Utica - (GNS) Dr. John S. Allen, director of higher education in the State Education Department, has urged that high schools stay open after school hours for veteran's extension courses.

Speaking before a meeting of Eastern college deans and veteran counselors in Utica, Dr. Allen estimated that New York State still is "16,000 short" in finding places for the 200,000 veterans and civilian students expected to seek higher education this fall.

Allen said that the temporary collegiate center to be established by the state at the former Sampson Naval Station would not be "a dumping ground for students who lack qualifications to be admitted elsewhere."

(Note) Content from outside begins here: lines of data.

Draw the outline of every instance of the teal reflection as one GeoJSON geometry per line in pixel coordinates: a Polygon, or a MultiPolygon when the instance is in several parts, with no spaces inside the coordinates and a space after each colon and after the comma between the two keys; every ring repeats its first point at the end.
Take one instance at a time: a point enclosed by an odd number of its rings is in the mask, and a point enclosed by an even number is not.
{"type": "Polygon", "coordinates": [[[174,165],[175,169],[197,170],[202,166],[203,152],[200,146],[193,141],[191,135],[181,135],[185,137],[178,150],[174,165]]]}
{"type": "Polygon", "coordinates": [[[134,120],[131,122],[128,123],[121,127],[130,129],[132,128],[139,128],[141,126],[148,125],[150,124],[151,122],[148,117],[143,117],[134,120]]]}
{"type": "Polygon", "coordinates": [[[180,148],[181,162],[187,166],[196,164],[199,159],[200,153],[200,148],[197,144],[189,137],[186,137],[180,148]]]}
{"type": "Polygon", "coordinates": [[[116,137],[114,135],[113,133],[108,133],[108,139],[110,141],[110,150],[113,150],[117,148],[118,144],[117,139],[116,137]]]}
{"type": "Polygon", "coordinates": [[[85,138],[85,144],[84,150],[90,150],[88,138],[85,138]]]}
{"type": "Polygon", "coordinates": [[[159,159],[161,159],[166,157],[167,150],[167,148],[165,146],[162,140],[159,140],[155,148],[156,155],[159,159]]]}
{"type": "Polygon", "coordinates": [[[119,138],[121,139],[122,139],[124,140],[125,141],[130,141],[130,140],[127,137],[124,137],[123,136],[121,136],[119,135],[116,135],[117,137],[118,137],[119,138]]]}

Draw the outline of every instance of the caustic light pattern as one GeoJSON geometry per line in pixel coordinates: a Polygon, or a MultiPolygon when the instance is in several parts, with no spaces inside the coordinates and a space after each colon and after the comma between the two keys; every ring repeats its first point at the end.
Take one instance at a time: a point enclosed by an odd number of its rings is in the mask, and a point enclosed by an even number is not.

"Sampson students will have to meet the same admission standards as those set up by the colleges which they would enter in normal times," he said.

He added that a high caliber faculty of 500 would be selected, higher than that for colleges already in existence."

Asked how veterans liked the idea of beginning their college careers in a converted naval training station, he said that first reports from a State Education Department sampling brought an unqualified "yes" from veterans.

Dr Allen added that any university setup similarly at Plattsburgh Barracks and eventually at Utica Rhoads General Hospital would have the same standards of excellence.

Conference discussion indicates that only two or three percent of the veterans now in college may fall by the academic wayside as compared with a figure as high as ten percent for prewar civilians.

COMMITTEE APPROVES TRANSFER OF SAMPSON

Washington (AP) - Transfer of the Sampson, N. Y. Naval Training Station to the War Assets Administration for disposal was approved by the Senate Naval Committee Tuesday.

The State of New York wants to take over the installation for use as a "GI University." The Sampson station cost the navy approximately 41 million dollars.